Some important components of changing an organization’s risk culture are:

  • Creating a culture of constructive challenge.
  • Embedding risk performance metrics into motivational systems.
  • Establishing risk management considerations in talent management processes.
  • Position individuals with the desired risk orientation in roles where effective risk management is critical.
  • Reinforcing behavioral, ethical and compliance standards.

Stage three: Refining the Organizational Culture 

In the third stage, organizations are getting more experienced and mature at their cultural development, trying to monitor cultural performance versus expectations.
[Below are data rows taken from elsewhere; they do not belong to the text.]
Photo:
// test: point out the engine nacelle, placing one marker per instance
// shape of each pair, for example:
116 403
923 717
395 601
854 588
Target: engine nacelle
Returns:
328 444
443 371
And those expectations can be set by various stakeholders, including employees, management, the board of directors, investors and analysts. At this stage, companies are engaging in adjustments of people, strategies and communications in order to produce the cultural outcomes that they desire. Companies that can demonstrate that they are both learning and have the ability to adjust and move on are fairly far down the path of the cultural road map.

Steps that are typically taken during this stage include:

  • Integrating risk management lessons learned into communications, education and training.
  • Holding people accountable for their actions.
  • Refining risk performance metrics to reflect changes in business strategy, risk appetite and tolerance.
  • Redeploying individuals to reflect changes to business strategy and priorities.

Once the desired risk culture has been established the organization should continually refine it to reflect ongoing changes in business strategy.